Plunging the needle into his chest, where a normal heart would
be, she injected him with the caffeine/sugar hit. With a
strangled cry, the creature sat bolt upright and threw up all over
his mother’s shoes.
"Greedy little bugger ate too much salad. Told you to
leave the green stuff alone!" Angela heard his father exclaim, as
she walked angrily out of the food hall, without looking back.
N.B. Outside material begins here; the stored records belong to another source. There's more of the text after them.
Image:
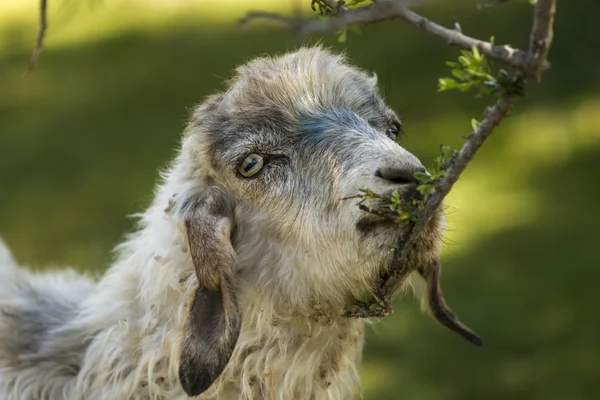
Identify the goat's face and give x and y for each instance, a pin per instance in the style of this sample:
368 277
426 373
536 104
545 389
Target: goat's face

In a daze, she found herself jamming stuff into her single bag
and slinging it in the rear of the Range Rover. She just had
to get out of there, and get out now.
The Mistletoe had spoiled this haven for her. Once a year
away from the never ending war . . . that was all she had
asked . . . Climbing into the vehicle, it took her three
attempts to get it started as her hands were trembling so much
with anger and frustration.
Artificial tears blinding her blue eyes, she drove too fast
over the speed bumps by the holiday village’s main gate. By
roadside, the family of three were stood, like lumps on a log,
dead eyes watching her departure. Tentatively, the boy
raised one hand to wave goodbye, before his mother caught his
wrist to stop him. Angela should have done the human race a
favour and run them all over.
For, despite being parasitic duplications whose kind had been
bleeding humans dry of emotions and will for millennia, they had
what she never could.
A real family.
Close, if not bitter, bonds.
Trying to stop her tear ducts from leaking, the android headed
down the road towards the motorway, and her lonely life as a
reaper of those Kissed by the Mistletoe.